Under the package, the free-market liberal Renew Europe group got Belgian Prime Minister Charles Michel as Council President and the Socialists won the top parliament job. France's Christine Lagarde, managing director of the Intenational Monetary Fund (IMF), was put forward as president of the European Central Bank.
Lagarde announced Tuesday she had submitted her resignation from the global lender, saying she had "greater clarity" about her nomination to head the ECB.
Von der Leyen told lawmakers in Strasbourg Tuesday that the gender element will be essential if she is elected Commission President overseeing a team of 28 commissioners.
"I will ensure full gender equality in my College of Commissioners. If member states do not propose enough female commissioners, I will not hesitate to ask for new names," she said.
Pointing out that since its inception in 1958, less than 20 per cent of commissioners had been women, she said: "We represent half of our population.

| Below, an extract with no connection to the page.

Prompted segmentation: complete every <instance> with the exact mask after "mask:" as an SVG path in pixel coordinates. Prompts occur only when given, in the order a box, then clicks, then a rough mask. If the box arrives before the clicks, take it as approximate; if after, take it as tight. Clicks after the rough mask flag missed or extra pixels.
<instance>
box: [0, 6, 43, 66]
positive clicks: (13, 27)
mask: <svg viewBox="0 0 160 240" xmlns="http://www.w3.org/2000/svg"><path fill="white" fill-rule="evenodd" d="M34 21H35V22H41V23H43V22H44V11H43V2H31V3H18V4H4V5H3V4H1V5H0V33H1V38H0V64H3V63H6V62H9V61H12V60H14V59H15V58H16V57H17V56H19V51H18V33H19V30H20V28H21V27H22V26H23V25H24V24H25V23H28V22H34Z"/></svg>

We want our fair share."
If the parliament rejects her candidature, the whole package of political appointments could fall apart like a house of cards and throw the European Union into a constitutional crisis.
The parliamentarians have not so much objected to von der Leyen personally as voiced their anger that they were sidelined in the appointment process: Their candidates for the commission post, arguably the most important of all the jobs, were all rejected by the EU leaders.
Officials in the von der Leyen camp acknowledge that the vote will be a cliffhanger but say that she will scrape by.
'A green deal'
During her address to the parliament, von der Leyen addressed what she sees as the biggest challenge: climate change.
"I want Europe to become the first climate-neutral continent in the world by 2050," she said, adding she would work out "a green deal for Europe in the first 100 days" of her office. It would include rules to improve on the current goal of reducing emissions by 40 per cent by 2030.
She said she would set up a climate division within the European Investment Bank to "unlock one trillion Euros of investment over the next decade."
Despite the need for votes to get the absolute majority, she insisted that her commission would continue to be tough on countries like Poland and Hungary, which have been accused of disrespecting Western democratic values when it comes to the rule of law.
"There can be no compromise when it comes to respecting the rule of law. There never will be. I will ensure that we use our full and comprehensive toolbox at European level," she said.